Markov chain: Introduction

The Metropolis-Hastings algorithm is a Markov Chain Monte Carlo (MCMC) method. Bluntly speaking MCMC makes use of the so called Markov chain to generate samples of a distribution of interest. Therefore, in order to understand why the Metropolis-Hastings algorithm works, we have to talk about Markov chains.

In this post, we introduce the Markov chain and define the stationary and limiting distributions using an example inspired by examples in (Fewster 2014).

Markov chain

A sequence of random variables $\{X_0, X_1, X_2,\cdots\}$ is called a Markov chain if it satisfies the Markov property:

\begin{equation} P(X_t = s_t | X_{t-1} = s_{t-1}, X_1 = s_1, \cdots, X_0 = s_0) = P(X_t=s_t| X_{t-1} = s_{t-1}) \tag{1} \label{eq:1} \end{equation}

for all $t \in \{1, 2, 3, \cdots\} $ and all states $s_0, s_1, \cdots, s_t$ in some set $\mathcal{S}$ called state space.

In this series we are interested in discrete-time (because $t$ is discrete) homogeneous Markov chains (with the following property):

\begin{equation} P(X_t = j | X_{t-1} = i) = P(X_1 = j | X_0 = i) \tag{2} \label{eq:2} \end{equation} for all $t \in \{1, 2, 3, \cdots\}$

For all state pairs $\{(i, j) | i, j \in S\}$ we can therefore define the transition probability from state $i$ to state $j$ denoted $p_{ij}$:

\begin{equation} p_{ij} = P(X_{t} = j | X_{t-1} = i) \tag{3} \label{eq:3} \end{equation}

The matrix $\mathbf{P}$ (an $|\mathcal{S}| \times |\mathcal{S}|$ matrix) whose $(i, j)$ element is $p_{ij}$ is called the transition matrix (depicted below).

Note here that for $\mathbf{P}$ to be defined $\mathcal{S}$ has to be finite.
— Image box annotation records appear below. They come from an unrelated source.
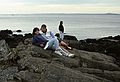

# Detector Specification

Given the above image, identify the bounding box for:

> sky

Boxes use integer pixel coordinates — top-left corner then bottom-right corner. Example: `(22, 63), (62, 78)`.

(0, 0), (120, 14)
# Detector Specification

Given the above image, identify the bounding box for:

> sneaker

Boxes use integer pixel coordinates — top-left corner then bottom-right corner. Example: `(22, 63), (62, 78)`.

(55, 50), (62, 56)
(68, 54), (75, 57)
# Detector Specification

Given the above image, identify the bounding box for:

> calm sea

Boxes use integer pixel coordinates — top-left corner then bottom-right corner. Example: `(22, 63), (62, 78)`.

(0, 14), (120, 39)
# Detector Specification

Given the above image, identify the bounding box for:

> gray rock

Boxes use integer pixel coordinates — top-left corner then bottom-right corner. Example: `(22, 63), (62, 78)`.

(0, 66), (18, 81)
(18, 57), (107, 82)
(72, 49), (120, 71)
(0, 40), (10, 59)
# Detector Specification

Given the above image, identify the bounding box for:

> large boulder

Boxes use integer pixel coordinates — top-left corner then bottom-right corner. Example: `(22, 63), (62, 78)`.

(76, 67), (120, 82)
(72, 50), (120, 71)
(0, 40), (11, 64)
(18, 57), (108, 82)
(0, 66), (18, 82)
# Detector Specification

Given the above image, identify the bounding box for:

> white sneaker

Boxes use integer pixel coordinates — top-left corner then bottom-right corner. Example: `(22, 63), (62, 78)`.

(55, 50), (62, 56)
(68, 54), (75, 57)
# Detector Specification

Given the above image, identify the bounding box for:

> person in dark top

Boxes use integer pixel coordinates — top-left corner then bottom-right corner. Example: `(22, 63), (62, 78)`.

(59, 21), (64, 40)
(32, 28), (48, 48)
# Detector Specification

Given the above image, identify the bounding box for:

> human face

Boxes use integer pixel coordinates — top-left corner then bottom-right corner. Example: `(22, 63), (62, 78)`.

(41, 28), (47, 33)
(35, 30), (39, 35)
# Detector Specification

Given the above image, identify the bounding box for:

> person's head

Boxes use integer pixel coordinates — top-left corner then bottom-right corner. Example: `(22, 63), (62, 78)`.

(32, 27), (39, 35)
(60, 21), (63, 24)
(40, 24), (47, 33)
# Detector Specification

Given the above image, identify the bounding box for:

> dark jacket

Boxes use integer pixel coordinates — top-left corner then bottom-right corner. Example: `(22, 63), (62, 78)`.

(32, 34), (48, 47)
(59, 24), (64, 32)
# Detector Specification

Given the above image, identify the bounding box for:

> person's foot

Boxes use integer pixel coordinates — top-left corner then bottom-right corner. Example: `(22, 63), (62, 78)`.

(55, 50), (62, 56)
(68, 54), (75, 57)
(68, 47), (72, 50)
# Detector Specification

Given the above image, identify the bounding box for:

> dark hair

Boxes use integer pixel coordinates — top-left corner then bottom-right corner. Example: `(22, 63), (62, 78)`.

(41, 24), (47, 29)
(60, 21), (63, 24)
(32, 27), (39, 35)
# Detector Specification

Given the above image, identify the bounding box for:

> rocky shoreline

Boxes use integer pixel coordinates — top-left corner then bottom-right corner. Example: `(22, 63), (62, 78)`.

(0, 30), (120, 82)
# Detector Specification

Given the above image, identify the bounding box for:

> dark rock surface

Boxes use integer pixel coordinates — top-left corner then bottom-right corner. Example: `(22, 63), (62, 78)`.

(0, 39), (120, 82)
(0, 29), (120, 82)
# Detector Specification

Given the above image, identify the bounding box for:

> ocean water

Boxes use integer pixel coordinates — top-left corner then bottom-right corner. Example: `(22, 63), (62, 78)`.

(0, 14), (120, 40)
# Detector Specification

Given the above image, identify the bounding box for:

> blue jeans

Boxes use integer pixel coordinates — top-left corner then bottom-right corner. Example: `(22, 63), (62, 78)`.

(44, 38), (59, 50)
(60, 31), (64, 40)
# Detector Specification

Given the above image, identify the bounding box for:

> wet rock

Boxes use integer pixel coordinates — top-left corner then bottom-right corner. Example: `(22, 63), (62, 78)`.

(72, 50), (120, 71)
(0, 29), (13, 34)
(16, 30), (22, 32)
(24, 33), (33, 38)
(76, 68), (120, 82)
(19, 57), (109, 82)
(14, 70), (41, 82)
(0, 66), (18, 82)
(55, 33), (78, 41)
(0, 40), (10, 62)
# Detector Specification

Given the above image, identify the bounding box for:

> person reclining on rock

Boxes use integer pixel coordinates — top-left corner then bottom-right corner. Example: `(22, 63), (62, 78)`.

(40, 24), (72, 50)
(40, 24), (74, 56)
(32, 28), (72, 57)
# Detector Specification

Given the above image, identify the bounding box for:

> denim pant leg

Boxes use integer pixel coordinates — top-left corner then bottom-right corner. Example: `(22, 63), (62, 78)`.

(60, 31), (64, 40)
(48, 38), (59, 50)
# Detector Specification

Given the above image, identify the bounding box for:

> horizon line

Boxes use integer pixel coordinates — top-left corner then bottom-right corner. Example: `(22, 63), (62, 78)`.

(0, 12), (120, 15)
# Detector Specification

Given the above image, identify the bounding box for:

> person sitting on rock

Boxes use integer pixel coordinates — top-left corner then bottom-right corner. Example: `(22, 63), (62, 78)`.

(40, 24), (74, 57)
(32, 28), (73, 57)
(59, 21), (64, 40)
(40, 24), (72, 50)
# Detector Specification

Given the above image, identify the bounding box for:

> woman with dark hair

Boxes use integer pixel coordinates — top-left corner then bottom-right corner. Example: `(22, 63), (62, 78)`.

(32, 27), (48, 48)
(32, 28), (62, 55)
(40, 24), (74, 57)
(59, 21), (64, 40)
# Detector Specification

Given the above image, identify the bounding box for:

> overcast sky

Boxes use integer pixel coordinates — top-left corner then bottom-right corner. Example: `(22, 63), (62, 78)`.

(0, 0), (120, 14)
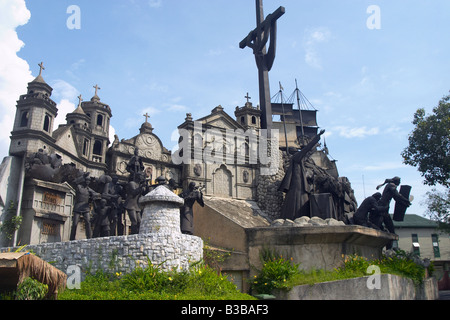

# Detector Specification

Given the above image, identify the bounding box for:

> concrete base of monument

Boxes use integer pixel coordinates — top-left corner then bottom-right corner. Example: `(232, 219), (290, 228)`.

(246, 225), (397, 270)
(0, 186), (203, 275)
(273, 274), (439, 300)
(0, 233), (203, 279)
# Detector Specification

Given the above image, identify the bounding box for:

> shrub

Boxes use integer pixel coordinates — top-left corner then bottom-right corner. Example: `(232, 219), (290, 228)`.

(250, 250), (299, 294)
(15, 277), (48, 300)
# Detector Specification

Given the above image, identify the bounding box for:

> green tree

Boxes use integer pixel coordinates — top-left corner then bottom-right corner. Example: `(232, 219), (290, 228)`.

(402, 95), (450, 188)
(402, 95), (450, 231)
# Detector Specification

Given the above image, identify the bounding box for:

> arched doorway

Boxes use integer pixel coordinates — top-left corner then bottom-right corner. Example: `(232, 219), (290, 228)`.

(213, 165), (233, 198)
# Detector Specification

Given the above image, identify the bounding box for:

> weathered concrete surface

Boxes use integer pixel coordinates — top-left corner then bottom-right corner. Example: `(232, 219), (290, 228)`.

(274, 274), (439, 300)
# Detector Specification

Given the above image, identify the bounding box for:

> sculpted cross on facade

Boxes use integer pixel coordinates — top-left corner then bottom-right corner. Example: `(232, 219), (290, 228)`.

(94, 84), (102, 95)
(239, 0), (285, 130)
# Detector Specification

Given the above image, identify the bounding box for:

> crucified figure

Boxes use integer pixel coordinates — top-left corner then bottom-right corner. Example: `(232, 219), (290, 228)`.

(239, 0), (285, 130)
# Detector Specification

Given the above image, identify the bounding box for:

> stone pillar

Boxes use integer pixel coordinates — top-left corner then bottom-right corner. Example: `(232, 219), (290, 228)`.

(139, 186), (184, 234)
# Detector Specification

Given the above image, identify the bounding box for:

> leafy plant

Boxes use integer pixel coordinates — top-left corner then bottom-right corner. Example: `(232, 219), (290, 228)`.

(15, 277), (48, 300)
(59, 261), (253, 300)
(250, 249), (299, 294)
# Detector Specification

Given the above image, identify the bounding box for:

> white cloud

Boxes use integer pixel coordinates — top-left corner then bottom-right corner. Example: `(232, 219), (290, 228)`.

(51, 80), (80, 102)
(362, 161), (405, 171)
(167, 104), (188, 111)
(304, 27), (331, 69)
(331, 126), (380, 139)
(0, 0), (31, 157)
(53, 99), (76, 130)
(148, 0), (162, 8)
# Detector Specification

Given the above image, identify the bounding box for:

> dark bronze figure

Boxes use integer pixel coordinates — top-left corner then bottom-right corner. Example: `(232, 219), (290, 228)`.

(278, 130), (325, 220)
(123, 175), (142, 234)
(353, 192), (386, 230)
(369, 177), (411, 250)
(180, 182), (205, 234)
(127, 148), (144, 181)
(70, 173), (100, 240)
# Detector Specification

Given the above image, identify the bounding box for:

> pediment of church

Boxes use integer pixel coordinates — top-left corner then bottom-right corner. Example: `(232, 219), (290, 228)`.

(116, 133), (170, 162)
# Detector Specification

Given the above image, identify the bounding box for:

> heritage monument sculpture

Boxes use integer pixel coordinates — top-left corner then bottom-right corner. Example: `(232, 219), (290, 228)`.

(278, 130), (325, 220)
(353, 192), (385, 230)
(180, 182), (205, 235)
(70, 173), (100, 240)
(369, 177), (411, 249)
(243, 0), (285, 134)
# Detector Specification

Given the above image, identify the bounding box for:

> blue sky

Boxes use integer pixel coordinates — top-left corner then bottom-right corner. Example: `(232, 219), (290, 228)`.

(0, 0), (450, 215)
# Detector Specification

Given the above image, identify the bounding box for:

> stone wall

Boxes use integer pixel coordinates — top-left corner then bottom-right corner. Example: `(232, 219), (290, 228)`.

(0, 233), (203, 274)
(0, 186), (203, 275)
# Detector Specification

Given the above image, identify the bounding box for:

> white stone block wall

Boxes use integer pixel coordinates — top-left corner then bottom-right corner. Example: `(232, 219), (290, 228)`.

(0, 186), (203, 275)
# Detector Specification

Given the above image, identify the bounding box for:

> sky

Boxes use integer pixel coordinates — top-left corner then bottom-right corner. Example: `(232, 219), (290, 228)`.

(0, 0), (450, 216)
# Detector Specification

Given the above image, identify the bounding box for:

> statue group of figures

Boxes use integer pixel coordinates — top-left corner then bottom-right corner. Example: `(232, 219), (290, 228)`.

(279, 130), (411, 248)
(353, 177), (411, 249)
(70, 148), (204, 240)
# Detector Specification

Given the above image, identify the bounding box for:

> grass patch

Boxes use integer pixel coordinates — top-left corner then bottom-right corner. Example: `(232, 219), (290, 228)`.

(249, 250), (433, 294)
(58, 262), (254, 300)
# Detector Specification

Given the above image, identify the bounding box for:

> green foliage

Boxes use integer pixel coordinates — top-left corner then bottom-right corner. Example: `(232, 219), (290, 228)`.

(337, 250), (428, 284)
(15, 277), (48, 300)
(402, 95), (450, 188)
(59, 261), (252, 300)
(0, 201), (22, 240)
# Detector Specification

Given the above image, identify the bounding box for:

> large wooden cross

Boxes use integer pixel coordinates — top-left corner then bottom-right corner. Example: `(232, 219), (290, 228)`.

(94, 84), (102, 95)
(38, 62), (45, 75)
(239, 0), (286, 132)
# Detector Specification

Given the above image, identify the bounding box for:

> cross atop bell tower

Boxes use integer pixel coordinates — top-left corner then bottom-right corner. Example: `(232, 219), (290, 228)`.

(239, 0), (286, 132)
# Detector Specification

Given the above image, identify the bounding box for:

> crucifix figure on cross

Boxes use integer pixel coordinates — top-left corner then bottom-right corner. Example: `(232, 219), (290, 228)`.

(244, 92), (252, 103)
(94, 84), (102, 95)
(239, 0), (286, 130)
(38, 62), (45, 75)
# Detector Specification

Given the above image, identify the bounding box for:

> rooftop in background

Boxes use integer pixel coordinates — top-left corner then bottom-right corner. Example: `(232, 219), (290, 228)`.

(391, 214), (438, 228)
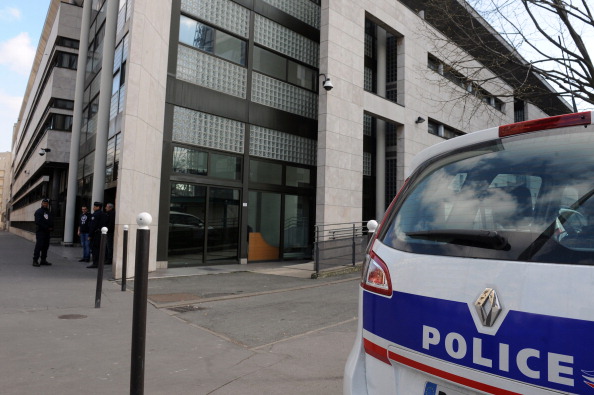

Additionally, the rows of the matrix sum to 1, i.e., $\sum_{j} p_{ij} = 1$.

Example: An example transition matrix of a Markov chain is given below:

$$ \mathbf{P} = \begin{matrix} & \begin{matrix} A & B & C \end{matrix} \\ \begin{matrix} A \\ B \\ C \end{matrix} & \begin{pmatrix} 0.2 & 0.6 & 0.2 \\ 0.4 & 0.3 & 0.3 \\ 0.1 & 0.2 & 0.7 \\ \end{pmatrix} \\ \end{matrix} $$

We let $\mathcal{S}$ be the set $\{A, B, C\}$. The corresponding transition diagram is visualized below:

$p_{ij}$ is the probability of jumping from state $i$ to state $j$ in one step. The probability of transitioning from $i$ to state $j$ in $t$ steps is written $p_{ij}(t)$.

\begin{equation} p_{ij}(t) = P(X_{n+t} = j | X_{n} = i) = P(X_{t} = j | X_{0} = i) \tag{4} \label{eq:4} \end{equation}

The second equality above holds because a homogeneous chain is assumed, as mentioned before.

The t-step transition matrix $\mathbf{P}_t$ can be simply calculated from the single step transition matrix $\mathbf{P}$.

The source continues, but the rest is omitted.